Vikings: 5-time All-Pro Kevin Williams to retire
EDEN PRAIRIE, Minn. -- The Minnesota Vikings have signed five-time All-Pro defensive tackle Kevin Williams to a one-day contract so he can formally retire as a member of the team.

The Vikings announced the news Wednesday. Williams will finalize his retirement Thursday after 13 seasons, including 11 with Minnesota.

Taken with the ninth pick in the 2003 draft by the Vikings from Oklahoma State, Williams is eighth in team history with 60 sacks. His 171 regular-season starts are the most all time by a Vikings defensive tackle, and his five interceptions are tied for the most by a defensive tackle in NFL history.

Williams played for NFC champion Seattle in 2014 and New Orleans in 2015. He was picked for six Pro Bowls.

Jets: Bernard Pierce signed; Zac Stacy waived
FLORHAM PARK, N.J. -- The New York Jets are signing running back Bernard Pierce and waiving running back Zac Stacy, who failed his physical after missing the last half of last season with a broken left ankle.

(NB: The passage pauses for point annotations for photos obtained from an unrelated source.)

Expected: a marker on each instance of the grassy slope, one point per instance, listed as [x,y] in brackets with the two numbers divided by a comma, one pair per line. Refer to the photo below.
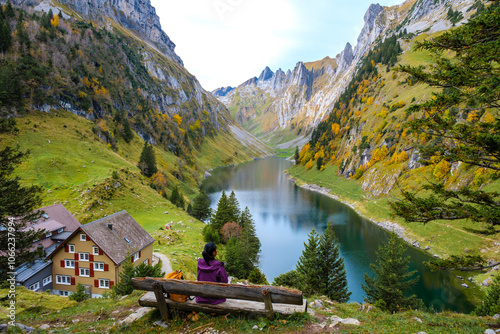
[75,168]
[102,315]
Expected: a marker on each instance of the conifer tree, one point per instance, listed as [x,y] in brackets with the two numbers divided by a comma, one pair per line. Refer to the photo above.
[309,264]
[226,212]
[17,201]
[201,206]
[234,207]
[332,274]
[128,134]
[147,161]
[250,242]
[388,289]
[9,10]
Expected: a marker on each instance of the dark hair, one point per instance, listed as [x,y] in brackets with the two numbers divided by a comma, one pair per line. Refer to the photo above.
[210,248]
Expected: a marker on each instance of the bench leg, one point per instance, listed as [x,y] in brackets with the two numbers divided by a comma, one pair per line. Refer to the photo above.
[160,298]
[266,294]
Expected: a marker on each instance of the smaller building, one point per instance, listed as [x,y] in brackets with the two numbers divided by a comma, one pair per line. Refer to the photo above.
[94,254]
[58,224]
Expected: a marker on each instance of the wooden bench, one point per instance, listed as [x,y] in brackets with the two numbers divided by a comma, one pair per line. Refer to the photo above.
[258,299]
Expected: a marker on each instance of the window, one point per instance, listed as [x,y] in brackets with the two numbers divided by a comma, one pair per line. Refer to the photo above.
[83,256]
[85,272]
[104,283]
[35,287]
[99,266]
[66,280]
[47,280]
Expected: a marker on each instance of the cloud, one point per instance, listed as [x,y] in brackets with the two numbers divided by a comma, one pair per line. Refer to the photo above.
[225,42]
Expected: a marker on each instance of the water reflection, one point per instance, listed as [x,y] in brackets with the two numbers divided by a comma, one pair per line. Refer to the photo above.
[285,214]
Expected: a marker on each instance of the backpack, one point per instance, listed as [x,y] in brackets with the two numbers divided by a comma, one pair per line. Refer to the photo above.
[178,298]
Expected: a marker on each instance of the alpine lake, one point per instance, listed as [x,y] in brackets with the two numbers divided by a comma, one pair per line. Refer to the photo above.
[285,214]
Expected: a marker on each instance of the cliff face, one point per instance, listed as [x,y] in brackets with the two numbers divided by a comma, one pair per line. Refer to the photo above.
[299,99]
[137,15]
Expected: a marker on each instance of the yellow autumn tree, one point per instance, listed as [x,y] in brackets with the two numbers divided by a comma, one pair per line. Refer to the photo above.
[178,119]
[309,164]
[335,129]
[442,169]
[55,21]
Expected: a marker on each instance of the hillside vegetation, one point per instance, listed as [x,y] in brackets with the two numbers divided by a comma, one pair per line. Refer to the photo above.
[366,140]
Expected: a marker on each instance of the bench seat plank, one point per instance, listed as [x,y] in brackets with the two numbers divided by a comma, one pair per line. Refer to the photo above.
[230,306]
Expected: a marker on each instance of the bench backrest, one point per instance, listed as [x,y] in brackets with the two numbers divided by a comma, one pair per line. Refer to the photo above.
[221,290]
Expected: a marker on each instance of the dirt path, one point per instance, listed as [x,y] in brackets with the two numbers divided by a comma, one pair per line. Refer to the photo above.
[166,266]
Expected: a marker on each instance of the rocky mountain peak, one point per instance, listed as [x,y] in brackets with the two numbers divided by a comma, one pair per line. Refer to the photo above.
[137,15]
[266,74]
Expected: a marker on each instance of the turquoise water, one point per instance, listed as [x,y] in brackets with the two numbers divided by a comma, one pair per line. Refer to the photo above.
[285,214]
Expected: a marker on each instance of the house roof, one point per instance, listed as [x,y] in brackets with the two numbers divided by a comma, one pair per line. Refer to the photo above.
[124,238]
[60,214]
[49,225]
[28,270]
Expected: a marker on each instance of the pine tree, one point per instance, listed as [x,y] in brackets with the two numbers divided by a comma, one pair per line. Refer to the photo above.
[332,275]
[201,206]
[466,72]
[9,10]
[128,134]
[308,266]
[250,242]
[491,303]
[234,207]
[147,161]
[21,202]
[222,215]
[392,279]
[234,259]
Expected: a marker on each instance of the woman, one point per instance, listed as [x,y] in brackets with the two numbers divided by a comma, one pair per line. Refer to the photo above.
[211,270]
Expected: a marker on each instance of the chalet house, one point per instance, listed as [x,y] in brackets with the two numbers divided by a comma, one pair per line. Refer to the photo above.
[94,254]
[58,224]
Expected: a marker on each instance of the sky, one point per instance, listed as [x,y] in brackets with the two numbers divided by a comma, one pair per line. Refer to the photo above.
[226,42]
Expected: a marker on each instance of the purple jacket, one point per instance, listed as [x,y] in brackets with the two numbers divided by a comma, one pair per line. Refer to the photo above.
[215,272]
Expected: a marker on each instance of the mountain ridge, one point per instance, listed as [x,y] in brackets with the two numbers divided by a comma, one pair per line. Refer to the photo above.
[291,104]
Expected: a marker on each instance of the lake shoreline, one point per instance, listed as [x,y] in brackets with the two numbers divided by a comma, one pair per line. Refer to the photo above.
[386,225]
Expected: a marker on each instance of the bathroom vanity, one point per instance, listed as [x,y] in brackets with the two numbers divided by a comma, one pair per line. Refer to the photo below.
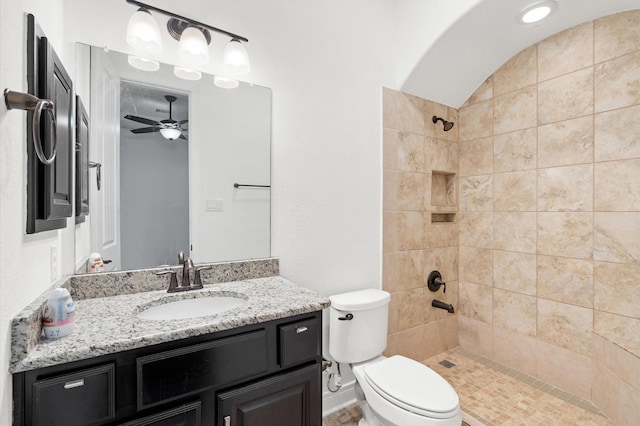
[256,364]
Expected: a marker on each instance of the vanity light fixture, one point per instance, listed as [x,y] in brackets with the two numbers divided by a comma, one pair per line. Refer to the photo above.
[537,11]
[193,36]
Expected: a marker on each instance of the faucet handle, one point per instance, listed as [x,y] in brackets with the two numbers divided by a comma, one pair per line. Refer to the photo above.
[173,281]
[198,279]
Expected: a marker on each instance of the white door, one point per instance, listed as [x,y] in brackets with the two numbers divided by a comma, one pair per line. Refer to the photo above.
[104,149]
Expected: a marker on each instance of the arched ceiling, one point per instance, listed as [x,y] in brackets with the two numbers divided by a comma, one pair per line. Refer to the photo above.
[477,40]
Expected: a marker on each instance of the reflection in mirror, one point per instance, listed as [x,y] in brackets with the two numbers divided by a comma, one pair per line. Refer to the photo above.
[170,152]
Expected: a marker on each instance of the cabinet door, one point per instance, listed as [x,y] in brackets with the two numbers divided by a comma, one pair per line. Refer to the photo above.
[291,399]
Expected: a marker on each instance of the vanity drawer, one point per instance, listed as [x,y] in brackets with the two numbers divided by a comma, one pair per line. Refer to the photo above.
[81,398]
[169,375]
[299,342]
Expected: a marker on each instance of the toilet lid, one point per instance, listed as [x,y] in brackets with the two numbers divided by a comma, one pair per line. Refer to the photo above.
[413,386]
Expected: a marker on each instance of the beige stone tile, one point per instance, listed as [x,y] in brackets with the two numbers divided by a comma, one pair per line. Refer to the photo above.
[476,193]
[566,189]
[566,143]
[616,288]
[515,110]
[476,121]
[515,351]
[566,280]
[624,331]
[515,191]
[566,97]
[564,369]
[517,73]
[410,152]
[514,312]
[613,140]
[568,234]
[410,113]
[616,35]
[476,265]
[390,110]
[576,45]
[616,237]
[476,229]
[565,325]
[515,150]
[514,231]
[476,157]
[616,185]
[476,302]
[617,83]
[514,272]
[475,336]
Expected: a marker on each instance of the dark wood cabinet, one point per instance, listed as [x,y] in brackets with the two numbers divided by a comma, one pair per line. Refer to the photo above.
[262,374]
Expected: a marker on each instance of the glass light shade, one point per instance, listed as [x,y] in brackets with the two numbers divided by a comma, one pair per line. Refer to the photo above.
[143,63]
[143,32]
[187,74]
[193,48]
[225,83]
[236,59]
[170,133]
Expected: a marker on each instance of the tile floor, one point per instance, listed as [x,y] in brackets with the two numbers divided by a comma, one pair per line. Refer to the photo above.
[492,394]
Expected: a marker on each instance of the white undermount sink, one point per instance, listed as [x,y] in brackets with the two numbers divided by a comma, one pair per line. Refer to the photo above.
[191,308]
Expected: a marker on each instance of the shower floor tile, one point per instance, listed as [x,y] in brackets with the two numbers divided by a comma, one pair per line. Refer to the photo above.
[492,394]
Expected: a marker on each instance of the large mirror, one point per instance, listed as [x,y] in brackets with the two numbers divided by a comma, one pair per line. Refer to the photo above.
[181,165]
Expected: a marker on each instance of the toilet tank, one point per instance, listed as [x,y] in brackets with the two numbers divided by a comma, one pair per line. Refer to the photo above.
[361,334]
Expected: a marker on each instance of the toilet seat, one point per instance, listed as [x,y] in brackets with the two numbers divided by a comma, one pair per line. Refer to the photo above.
[412,386]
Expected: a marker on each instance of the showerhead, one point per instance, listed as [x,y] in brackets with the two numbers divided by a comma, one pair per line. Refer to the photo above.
[448,125]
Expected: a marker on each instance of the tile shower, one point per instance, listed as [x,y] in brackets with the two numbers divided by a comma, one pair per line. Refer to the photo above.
[538,188]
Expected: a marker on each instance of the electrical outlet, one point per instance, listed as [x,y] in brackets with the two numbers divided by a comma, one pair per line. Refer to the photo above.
[54,263]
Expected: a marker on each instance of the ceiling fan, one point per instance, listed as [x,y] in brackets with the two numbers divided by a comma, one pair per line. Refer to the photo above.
[169,128]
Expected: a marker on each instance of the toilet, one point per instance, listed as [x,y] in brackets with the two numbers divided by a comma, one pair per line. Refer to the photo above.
[394,391]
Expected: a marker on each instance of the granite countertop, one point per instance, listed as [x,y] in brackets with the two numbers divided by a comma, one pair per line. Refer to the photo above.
[106,325]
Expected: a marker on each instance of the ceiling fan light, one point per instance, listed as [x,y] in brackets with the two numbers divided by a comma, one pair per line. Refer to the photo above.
[236,59]
[143,63]
[143,32]
[186,73]
[170,133]
[193,48]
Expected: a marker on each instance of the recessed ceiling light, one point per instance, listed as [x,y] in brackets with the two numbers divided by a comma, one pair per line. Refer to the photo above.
[537,12]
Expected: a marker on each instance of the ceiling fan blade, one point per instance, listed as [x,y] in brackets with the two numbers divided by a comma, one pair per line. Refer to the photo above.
[142,120]
[145,130]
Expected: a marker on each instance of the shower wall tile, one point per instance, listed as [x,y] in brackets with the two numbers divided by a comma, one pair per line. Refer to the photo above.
[616,35]
[518,72]
[476,193]
[617,83]
[616,237]
[515,110]
[617,289]
[515,191]
[476,157]
[514,272]
[566,143]
[514,312]
[566,280]
[566,234]
[576,45]
[617,185]
[515,150]
[613,140]
[566,97]
[514,231]
[566,189]
[565,325]
[476,121]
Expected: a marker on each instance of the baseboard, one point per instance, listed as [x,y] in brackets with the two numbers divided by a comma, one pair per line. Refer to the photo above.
[334,401]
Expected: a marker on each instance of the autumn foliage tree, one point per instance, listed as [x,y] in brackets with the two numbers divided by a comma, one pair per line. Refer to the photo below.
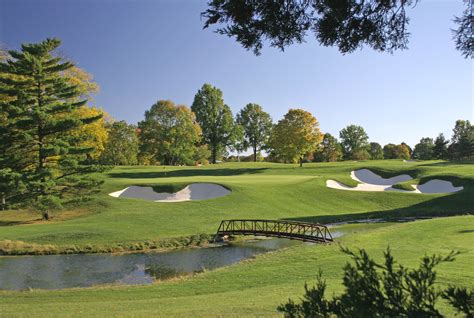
[295,136]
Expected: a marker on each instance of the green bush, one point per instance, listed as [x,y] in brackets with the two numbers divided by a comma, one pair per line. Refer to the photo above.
[382,290]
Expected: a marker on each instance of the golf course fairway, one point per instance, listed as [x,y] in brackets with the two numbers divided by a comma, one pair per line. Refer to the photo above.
[253,287]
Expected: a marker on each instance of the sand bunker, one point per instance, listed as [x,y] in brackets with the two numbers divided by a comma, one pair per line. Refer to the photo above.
[370,181]
[194,191]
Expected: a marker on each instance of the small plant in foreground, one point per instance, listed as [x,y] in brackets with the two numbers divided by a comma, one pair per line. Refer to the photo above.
[382,290]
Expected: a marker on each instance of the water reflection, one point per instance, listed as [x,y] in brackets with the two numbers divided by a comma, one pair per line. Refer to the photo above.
[67,271]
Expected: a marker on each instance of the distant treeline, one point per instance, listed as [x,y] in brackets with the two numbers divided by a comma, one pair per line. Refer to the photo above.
[52,138]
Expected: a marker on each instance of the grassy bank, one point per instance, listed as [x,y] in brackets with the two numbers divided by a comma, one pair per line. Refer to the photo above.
[262,190]
[255,287]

Pierce ran for just 11 yards on six carries in seven games last season with Jacksonville after spending his first three NFL seasons with Baltimore. He ran for a career-best 532 yards as a rookie with the Ravens in 2012 after being a third-round pick out of Temple.

Pierce was released by Baltimore in March 2015, when he was charged with drunken driving. He was claimed off waivers by Jacksonville the next day.

The NFL announced in May that Pierce will be suspended for the first two games of this season, likely stemming from the DUI arrest.

Stacy ran for 89 yards in eight games for the Jets last season, but he was lost for the rest of the season in November when he broke his ankle on a kickoff return.